Что же выходит? Путешествие прервано? Конец? Споры повисли в воздухе. Мы так и не узнаем, есть ли что-нибудь небывалое на самом дне. Вопросы поставлены, ответа нет и не будет.
И вдруг, – красноватое
Ура! Машина перевернулась сама. Раскачала край выступа, он обломился… И вот машина плывет вниз гусеницами, носом вверх, как и полагается.
8.
СНОВА на экране сменяются цифры – 9277, 9278, 9279… И еще сто метров, и еще… Когда машина не стоит, цифры так и мелькают. Сысоев опять ворчит, но уже не всерьез. Излишек работы лучше безделья. И вот первое пятизначное число – единица с четырьмя нулями – 10 километров.
В этот момент никто не смотрит на экраны. Все ждут, когда появится знаменательное число. Его встречают аплодисментами, рукопожатиями, объятиями.
Скоро дно. Освещенный круг все теснее, свет прожекторов упирается в мутный туман. Машина плывет во взвешенном иле. Под гусеницами не то слякоть, не то кофейная гуща. Это тоже ил, уже осевший, но не слежавшийся.
– Алексей Дмитриевич, мы не завязнем в этой грязи?
Дно впадины плоское – первая равнина сегодня. Пожалуй, дном его можно назвать только условно. Это просто уровень более плотной мути. Из нее, как обломанные зубья, торчат полузасосанные скалы. Когда машина проходит мимо них, мы с Сысоевым определяем – эта глыба скатилась с 7200 метров, а этот серо-зеленый песчаник из ближайших мест, с 9 километров. Все знакомое, все прибывшее сверху. Лавы мы не видим, не видим древних вулканов. Никаких неведомых глубинных пород. Все знакомое, все прибывшее сверху. Разочарован я? Пожалуй, нет. Дороже всего достоверные факты. На них можно опираться твердо, чтобы идти вперед. И в голове у меня всплывает обычное: "Так вот она какая, океанская впадина. Почему же она возникла в таком виде? И что полезного стоит искать здесь?"
Из желтой мглы выдвигается серая тень. Гуще, отчетливей, придвинулась вплотную. Машина остановилась перед крутой матово-черной базальтовой стеной. Это противоположная грань впадины – край океанского ложа.
Если бы океан внезапно высох, удивительная картина предстала бы перед нашими глазами.

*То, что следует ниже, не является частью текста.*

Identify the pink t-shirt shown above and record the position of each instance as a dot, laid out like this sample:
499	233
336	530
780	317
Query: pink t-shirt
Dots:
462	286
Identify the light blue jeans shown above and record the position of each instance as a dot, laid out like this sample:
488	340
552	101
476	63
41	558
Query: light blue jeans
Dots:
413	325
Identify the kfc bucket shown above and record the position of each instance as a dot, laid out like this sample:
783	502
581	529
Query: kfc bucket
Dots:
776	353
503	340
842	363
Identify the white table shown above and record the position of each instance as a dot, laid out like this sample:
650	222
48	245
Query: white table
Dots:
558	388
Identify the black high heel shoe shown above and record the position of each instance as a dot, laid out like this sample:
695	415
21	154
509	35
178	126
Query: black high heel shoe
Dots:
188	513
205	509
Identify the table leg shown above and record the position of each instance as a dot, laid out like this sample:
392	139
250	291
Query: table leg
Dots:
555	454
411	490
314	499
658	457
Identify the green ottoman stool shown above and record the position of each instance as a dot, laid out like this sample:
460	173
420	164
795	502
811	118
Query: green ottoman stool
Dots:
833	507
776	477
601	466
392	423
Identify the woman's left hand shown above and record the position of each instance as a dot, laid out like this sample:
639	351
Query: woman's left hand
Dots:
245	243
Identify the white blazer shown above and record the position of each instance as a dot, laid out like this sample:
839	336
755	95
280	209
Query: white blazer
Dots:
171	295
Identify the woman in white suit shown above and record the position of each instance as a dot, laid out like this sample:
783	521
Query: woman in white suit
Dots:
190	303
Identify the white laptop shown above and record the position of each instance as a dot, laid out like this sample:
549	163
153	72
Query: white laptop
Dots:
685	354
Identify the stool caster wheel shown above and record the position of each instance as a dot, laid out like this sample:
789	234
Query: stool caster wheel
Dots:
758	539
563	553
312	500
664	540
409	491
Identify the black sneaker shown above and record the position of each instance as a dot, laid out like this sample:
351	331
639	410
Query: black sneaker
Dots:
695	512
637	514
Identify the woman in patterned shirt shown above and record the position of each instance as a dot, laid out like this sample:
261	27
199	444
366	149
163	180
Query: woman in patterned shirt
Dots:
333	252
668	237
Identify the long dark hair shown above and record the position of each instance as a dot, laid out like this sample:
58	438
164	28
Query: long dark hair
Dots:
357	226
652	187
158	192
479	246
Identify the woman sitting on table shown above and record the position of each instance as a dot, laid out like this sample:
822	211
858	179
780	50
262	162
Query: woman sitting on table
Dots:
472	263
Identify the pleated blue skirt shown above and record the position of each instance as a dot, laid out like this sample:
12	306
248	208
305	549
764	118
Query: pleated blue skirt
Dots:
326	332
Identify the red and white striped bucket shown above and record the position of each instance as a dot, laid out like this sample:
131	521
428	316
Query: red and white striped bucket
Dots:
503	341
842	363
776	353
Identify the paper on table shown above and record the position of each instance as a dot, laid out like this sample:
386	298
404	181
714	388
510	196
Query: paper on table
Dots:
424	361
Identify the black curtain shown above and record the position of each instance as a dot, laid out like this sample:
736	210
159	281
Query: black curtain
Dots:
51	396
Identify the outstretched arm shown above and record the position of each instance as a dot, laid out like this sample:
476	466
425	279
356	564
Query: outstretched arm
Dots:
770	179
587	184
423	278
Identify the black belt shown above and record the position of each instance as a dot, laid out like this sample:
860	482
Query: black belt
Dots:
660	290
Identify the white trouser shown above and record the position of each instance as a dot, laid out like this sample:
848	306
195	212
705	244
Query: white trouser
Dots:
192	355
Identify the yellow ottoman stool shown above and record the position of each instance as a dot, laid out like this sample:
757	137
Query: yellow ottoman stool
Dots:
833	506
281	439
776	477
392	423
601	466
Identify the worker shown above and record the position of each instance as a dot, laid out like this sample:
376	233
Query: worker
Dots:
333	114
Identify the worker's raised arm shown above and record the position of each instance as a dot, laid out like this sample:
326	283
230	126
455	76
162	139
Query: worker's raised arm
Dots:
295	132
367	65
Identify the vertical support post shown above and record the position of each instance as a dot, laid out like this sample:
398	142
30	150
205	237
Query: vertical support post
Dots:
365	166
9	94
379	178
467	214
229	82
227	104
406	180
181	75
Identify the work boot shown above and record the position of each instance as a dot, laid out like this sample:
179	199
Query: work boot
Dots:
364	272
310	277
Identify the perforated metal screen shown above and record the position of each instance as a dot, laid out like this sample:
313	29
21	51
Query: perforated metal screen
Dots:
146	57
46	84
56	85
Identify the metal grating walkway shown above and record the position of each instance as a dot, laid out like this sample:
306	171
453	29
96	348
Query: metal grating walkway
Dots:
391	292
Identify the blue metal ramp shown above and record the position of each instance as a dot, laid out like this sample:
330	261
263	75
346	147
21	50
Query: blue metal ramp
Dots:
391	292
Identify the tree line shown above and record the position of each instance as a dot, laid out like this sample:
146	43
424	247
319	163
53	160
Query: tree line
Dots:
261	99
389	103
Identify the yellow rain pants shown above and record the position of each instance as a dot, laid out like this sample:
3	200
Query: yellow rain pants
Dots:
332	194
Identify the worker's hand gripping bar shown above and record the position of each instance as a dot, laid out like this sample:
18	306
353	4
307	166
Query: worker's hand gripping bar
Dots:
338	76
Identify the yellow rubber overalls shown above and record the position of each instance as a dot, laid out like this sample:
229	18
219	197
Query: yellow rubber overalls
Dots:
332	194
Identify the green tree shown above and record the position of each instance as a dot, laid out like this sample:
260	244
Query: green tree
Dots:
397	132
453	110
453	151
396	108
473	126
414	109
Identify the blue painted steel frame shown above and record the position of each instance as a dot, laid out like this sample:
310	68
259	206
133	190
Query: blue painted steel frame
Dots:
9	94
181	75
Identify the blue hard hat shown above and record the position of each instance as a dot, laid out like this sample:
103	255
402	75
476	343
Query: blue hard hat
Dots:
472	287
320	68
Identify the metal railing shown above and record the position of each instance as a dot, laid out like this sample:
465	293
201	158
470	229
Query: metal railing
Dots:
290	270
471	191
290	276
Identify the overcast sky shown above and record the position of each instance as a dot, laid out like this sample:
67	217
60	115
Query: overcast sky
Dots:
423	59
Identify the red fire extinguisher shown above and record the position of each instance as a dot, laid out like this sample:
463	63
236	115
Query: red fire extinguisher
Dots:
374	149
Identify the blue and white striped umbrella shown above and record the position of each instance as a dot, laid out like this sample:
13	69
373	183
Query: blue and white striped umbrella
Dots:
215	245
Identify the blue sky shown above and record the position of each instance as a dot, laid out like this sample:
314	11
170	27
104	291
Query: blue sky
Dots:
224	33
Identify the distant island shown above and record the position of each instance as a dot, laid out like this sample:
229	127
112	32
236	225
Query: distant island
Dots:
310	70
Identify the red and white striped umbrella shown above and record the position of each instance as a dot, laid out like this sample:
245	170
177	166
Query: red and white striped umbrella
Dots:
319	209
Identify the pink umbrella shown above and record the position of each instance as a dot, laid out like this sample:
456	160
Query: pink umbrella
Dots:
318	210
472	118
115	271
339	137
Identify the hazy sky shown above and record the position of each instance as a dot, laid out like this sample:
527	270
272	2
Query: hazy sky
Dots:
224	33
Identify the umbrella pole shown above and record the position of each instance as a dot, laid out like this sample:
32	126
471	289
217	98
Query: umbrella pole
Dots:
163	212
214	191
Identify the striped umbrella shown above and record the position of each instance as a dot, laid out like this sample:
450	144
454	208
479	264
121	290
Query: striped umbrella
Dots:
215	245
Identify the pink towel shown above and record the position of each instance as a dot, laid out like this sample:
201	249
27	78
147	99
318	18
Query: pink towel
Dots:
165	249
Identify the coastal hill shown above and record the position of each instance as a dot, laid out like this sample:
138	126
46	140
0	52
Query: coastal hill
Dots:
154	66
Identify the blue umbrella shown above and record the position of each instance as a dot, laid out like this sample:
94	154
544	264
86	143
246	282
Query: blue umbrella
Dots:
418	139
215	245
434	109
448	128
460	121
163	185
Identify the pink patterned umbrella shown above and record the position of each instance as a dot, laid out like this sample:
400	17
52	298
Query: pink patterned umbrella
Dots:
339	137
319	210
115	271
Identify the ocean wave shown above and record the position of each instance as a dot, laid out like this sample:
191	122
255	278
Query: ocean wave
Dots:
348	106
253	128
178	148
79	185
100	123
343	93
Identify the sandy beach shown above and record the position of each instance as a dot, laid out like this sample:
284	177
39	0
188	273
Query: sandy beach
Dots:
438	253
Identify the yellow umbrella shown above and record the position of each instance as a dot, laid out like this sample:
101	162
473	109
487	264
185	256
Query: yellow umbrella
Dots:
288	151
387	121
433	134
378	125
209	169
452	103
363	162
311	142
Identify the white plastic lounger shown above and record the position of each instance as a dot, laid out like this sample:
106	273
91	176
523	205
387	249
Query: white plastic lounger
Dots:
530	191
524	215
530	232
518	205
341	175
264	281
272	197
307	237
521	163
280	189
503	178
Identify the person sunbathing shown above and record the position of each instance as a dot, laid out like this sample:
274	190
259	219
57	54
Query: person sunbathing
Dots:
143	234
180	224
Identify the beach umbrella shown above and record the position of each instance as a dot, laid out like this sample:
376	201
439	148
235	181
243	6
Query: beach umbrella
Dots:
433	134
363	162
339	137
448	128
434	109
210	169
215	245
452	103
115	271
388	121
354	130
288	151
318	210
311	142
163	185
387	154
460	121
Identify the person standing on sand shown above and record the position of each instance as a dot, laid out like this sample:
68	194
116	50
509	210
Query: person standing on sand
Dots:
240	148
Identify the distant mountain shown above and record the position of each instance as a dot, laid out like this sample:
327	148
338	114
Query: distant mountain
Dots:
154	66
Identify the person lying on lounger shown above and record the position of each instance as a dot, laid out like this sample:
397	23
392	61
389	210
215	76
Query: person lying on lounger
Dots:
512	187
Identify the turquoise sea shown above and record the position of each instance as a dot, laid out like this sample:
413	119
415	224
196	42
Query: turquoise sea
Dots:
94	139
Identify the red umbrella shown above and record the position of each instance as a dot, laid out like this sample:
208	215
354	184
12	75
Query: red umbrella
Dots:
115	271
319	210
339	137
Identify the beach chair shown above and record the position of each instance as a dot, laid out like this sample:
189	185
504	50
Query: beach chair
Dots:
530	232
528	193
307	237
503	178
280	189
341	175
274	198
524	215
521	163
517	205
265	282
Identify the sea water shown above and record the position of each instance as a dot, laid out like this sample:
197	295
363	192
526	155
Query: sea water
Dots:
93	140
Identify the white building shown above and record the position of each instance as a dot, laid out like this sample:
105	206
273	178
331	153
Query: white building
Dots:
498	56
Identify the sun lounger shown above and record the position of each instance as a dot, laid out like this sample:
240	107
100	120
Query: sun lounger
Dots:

Мы увидели бы узкую долину, почти ущелье, шириной не более 5 километров, занесенное красноватым илом. А с обеих сторон его – горные массивы, не хребты, а скорее каменные стены. На востоке стена в 3-4 километра высотой, серо-черная, угрюмая, почти отвесная. На западе стена полосатая, пестрая, разбитая трещинами на причудливые глыбы – узкие и плоские, остроконечные и округлые, похожие на рыцарей в шлемах и на солдат в касках. Полнеба заслонила бы эта стена. И высоко-высоко на горизонте на 11-километровой высоте над ней вились бы дымки Курильских вулканов.
Мы увидели бы… Но океан не высох. Прозрачная вода вовсе не так уж прозрачна. На глубину 10 километров она не пропускает ни одного луча. Подводное ущелье было заполнено черной, как смола, жидкостью, и никто не мог полюбоваться его суровой красотой.
9.
"ГОРЯЧО поздравляем замечательным успехом. Желаем новых творческих достижений на пользу Родине.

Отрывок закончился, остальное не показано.